The blog post has some interesting analysis on results to date. There are a couple of points I'd like to comment on, but I only have time for one now. This is the question "how much inter-rater reliability is enough?" The graph shows this to be between 70 and 80 percent over a five year period. The author, Nil Peterson, writes that
This inter-rater reliability is borderline and problematic because, when extrapolated to high stakes testing, or even grades, this marginal agreement speaks disconcertingly to the coherence (or lack there of) of the program.To me, the numbers actually sound really good. I don't know if anyone has measured what the inter-rater reliability for "normal" grading is, for say a history midterm, but I doubt that it's any better. As complexity increases, reliability ought to decline in general. For example, minor changes in the way the assignment is written can create changes in the scores. Minor changes to rubrics can too. These variations point to an inherent fuzziness that comes from data compressing complex things down to simple ones. For an example of lossy compression, see this fascinating article at StackOverflow on sending images via Twitter:
(image by Quasimondo, licensed under a Creative Commons Attribution-Noncommercial license).

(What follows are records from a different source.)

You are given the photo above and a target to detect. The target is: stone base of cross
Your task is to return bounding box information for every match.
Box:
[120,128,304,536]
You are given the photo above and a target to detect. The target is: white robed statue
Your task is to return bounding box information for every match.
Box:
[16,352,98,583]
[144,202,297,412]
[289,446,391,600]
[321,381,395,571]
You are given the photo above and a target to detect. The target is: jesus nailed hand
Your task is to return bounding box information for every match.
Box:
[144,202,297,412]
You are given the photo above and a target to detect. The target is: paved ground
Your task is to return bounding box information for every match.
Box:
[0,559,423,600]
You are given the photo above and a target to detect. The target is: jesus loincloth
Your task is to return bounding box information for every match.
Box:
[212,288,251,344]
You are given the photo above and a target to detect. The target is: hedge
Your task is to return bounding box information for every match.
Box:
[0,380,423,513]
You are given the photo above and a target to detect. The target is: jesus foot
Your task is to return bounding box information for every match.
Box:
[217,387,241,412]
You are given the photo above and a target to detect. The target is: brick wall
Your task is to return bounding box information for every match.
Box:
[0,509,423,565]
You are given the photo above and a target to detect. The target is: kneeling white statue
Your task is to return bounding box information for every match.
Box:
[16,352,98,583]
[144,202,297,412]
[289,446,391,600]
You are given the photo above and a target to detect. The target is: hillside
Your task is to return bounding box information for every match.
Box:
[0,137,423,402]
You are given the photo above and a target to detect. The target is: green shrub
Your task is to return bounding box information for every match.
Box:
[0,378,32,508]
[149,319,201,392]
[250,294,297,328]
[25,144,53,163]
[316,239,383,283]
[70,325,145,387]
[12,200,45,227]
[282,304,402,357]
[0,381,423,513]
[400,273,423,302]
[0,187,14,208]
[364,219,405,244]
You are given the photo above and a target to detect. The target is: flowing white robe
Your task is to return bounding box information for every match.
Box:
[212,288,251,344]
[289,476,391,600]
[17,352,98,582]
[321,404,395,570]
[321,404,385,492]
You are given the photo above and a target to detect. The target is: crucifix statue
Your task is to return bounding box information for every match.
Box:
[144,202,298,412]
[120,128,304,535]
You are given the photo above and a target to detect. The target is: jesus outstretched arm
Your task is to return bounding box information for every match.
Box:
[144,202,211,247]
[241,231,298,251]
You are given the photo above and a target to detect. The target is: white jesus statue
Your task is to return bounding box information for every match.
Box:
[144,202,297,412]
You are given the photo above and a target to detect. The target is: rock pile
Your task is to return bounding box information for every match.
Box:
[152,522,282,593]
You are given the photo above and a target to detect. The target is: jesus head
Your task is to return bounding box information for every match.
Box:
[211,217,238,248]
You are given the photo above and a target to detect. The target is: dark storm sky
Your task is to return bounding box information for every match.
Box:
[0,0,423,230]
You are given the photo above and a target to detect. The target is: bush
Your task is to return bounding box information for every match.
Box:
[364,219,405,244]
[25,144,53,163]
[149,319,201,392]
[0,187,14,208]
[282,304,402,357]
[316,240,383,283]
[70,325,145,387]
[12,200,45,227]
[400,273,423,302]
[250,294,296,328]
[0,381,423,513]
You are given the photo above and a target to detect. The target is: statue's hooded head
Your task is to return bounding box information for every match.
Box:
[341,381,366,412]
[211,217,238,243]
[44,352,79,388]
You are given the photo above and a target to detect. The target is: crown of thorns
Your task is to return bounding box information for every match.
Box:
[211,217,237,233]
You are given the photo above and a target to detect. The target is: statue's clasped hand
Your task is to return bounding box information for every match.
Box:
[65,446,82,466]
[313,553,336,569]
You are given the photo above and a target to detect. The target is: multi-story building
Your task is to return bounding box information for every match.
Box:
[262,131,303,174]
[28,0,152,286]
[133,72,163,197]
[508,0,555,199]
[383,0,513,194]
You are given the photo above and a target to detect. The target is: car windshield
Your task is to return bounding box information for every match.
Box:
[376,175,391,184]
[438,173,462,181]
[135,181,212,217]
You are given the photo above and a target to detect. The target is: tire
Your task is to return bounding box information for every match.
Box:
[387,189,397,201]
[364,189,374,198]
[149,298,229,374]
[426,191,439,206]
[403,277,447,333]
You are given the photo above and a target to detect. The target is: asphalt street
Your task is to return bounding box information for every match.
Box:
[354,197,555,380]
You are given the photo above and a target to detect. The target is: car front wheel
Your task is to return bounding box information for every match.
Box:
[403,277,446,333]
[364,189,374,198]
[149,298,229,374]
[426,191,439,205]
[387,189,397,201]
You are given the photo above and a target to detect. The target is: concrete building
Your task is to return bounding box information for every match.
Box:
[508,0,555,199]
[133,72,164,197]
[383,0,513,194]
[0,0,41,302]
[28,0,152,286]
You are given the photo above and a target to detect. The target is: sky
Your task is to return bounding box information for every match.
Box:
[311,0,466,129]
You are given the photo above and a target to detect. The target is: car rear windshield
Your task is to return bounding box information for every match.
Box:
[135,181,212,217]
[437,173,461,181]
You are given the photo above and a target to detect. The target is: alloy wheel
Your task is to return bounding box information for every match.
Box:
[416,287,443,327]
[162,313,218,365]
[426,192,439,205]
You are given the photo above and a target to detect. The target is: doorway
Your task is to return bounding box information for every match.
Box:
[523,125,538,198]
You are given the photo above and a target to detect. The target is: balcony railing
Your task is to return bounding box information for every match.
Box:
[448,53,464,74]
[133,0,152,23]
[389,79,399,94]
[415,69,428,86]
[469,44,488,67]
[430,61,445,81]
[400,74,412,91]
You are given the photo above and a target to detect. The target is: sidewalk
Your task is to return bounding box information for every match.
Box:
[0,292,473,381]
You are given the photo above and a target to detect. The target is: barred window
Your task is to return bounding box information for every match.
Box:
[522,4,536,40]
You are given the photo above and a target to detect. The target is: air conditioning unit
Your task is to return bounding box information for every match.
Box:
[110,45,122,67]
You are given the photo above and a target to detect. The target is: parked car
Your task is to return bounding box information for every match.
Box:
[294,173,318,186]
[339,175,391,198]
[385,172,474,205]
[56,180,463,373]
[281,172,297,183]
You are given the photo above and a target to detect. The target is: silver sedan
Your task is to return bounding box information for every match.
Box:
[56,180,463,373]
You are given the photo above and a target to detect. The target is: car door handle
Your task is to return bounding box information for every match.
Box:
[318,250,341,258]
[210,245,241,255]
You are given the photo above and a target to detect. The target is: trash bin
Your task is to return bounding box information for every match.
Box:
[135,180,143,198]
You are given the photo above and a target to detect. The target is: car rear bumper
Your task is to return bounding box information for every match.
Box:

How much reliability is required to be useful? That one's easy: anything better than random data can be useful (electronic stock trading programs, for example, try to ferret out very small correlations to make money on). But if we have to stand up and swear that we believe in the results for a particular student, that's a different question. So the question really turns on what we are using the data for. This is an interesting dilemma faced by administrations that try to actively use assessments of any kind. And of course the unfortunate Assessment Director will be caught in the crossfire. My contention is that too often too much faith is put in the assessments, and damage can easily result. One should not believe too much in one's convenient fictions. More on this topic later.